Djaimilia Pereira de Almeida propõe, aliás, que o amador autêntico não é exactamente o inverso do profissional; é, antes, o inverso do cínico. A paixão por um tema ou por uma prática não chega a ser domada, nem engolida por exigências exteriores, nem sequer diminuída ao estatuto de simples passatempo.
A paixão fica intacta, quase pura, com uma inocência que resiste. Para tentar dizê-lo de outro modo, podia falar do pombal do meu pai.
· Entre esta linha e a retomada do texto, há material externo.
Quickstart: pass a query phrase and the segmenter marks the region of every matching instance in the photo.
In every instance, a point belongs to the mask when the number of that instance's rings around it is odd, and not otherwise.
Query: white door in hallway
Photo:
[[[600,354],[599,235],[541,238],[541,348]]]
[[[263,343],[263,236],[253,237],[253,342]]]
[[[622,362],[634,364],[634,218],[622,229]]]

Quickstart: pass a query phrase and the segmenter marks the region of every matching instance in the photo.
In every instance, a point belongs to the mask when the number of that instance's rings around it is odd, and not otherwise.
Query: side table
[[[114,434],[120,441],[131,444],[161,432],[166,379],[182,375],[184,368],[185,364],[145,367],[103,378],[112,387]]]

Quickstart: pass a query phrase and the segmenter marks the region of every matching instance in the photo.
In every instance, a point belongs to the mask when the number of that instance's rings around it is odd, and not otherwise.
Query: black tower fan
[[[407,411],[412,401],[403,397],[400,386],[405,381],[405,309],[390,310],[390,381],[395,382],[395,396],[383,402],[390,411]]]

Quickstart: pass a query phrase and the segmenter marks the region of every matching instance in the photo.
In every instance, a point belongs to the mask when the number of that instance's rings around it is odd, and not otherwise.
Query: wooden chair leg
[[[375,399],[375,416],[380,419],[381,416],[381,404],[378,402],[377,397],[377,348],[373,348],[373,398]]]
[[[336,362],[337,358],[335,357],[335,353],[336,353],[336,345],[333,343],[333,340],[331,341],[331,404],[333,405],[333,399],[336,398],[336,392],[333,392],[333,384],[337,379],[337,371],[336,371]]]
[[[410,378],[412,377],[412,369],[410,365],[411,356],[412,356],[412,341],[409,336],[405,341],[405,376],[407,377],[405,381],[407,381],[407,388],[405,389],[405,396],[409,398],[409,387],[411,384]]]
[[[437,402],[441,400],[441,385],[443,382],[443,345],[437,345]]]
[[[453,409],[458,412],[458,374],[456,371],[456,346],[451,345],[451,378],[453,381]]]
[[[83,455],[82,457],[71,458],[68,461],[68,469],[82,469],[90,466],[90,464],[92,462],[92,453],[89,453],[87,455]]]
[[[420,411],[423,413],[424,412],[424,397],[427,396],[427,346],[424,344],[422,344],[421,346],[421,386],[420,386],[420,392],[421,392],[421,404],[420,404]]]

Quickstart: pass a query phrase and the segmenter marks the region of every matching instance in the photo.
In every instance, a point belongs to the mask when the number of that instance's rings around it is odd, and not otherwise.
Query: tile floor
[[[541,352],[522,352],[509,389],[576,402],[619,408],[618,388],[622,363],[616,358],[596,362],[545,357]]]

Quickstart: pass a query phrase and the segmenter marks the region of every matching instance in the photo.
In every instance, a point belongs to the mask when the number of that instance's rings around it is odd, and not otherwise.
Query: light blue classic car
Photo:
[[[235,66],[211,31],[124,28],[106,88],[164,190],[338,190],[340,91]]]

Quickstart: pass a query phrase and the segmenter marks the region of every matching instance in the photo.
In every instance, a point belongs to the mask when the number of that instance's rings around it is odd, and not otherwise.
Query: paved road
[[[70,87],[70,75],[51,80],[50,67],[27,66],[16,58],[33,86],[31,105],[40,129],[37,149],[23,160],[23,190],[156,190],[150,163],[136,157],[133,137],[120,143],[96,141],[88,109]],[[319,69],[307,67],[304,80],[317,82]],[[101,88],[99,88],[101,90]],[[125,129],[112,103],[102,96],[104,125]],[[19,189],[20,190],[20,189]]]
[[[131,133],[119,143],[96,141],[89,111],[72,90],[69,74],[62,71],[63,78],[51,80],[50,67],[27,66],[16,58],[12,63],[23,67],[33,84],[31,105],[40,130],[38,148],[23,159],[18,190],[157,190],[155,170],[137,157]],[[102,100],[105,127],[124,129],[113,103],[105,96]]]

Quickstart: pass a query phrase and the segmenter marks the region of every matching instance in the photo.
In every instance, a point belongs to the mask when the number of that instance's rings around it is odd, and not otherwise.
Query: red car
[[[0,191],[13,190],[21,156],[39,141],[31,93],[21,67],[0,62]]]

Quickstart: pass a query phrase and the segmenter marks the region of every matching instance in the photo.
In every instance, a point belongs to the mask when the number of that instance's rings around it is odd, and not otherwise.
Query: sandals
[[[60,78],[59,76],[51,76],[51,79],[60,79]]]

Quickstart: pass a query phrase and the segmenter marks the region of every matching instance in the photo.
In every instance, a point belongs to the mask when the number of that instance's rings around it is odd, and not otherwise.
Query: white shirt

Um dia - não agora, porque nem todos podem assistir aos voos em bando daquelas aves de competição -, seria possível ver também, como eu vejo, o quão alto o meu pai voa com elas.
Num Se Desgrace: um canal do YouTube entre arte, cultura e desgraça
Por isso, prefiro falar de Num Se Desgrace, um canal do YouTube criado há um ano, onde se publicam vídeos sobre "arte, cultura e desgraça". O registo é tão amador que comove, porque o é no sentido mais feliz da palavra: o autor, anónimo, tem uma obsessão por assuntos da cultura pop portuguesa e um interesse tão genuíno que a falta de meios - vídeos montados a cuspo - acaba por funcionar como uma qualidade.
Há ali, sem resto, alguém que se apaixonou. O autor tanto se dedica ao Macaco Adriano como à pintura de Vieira da Silva; fala de João Quadros e do assassinato de Miguel Bombarda; e também de Cândida Branca Flor, Jorge Martinez, Herman José e Alberto Pimenta. Os Painéis de São Vicente nunca andaram lado a lado com Zezé Camarinha, mas naquele canal essa vizinhança é possível - e, pior ainda, soa a uma espécie de harmonia.
Profundidade inesperada e ausência de cinismo
Eu fico preso ao modo como o autor se deixa prender: é esse cativamento que me captura. E depois continuo agarrado pela variedade, pela densidade com que trata assuntos supostamente leves, e pelas horas investidas - sabe-se lá em que horário pós-laboral - para me oferecer dez minutos de sabedoria inútil, e no entanto indispensável para entender Portugal nas últimas décadas.
Também aqui o autor é amador naquele outro sentido bonito que Djaimilia Pereira de Almeida sublinha: por ser o contrário de um cínico. Entrega-se a cada vídeo sem pose, com entusiasmo, e com a confiança de que os outros acabarão por se interessar pelo que a ele lhe importa.
E tem razão: Num Se Desgrace, por muito amador que seja, não se desgraça.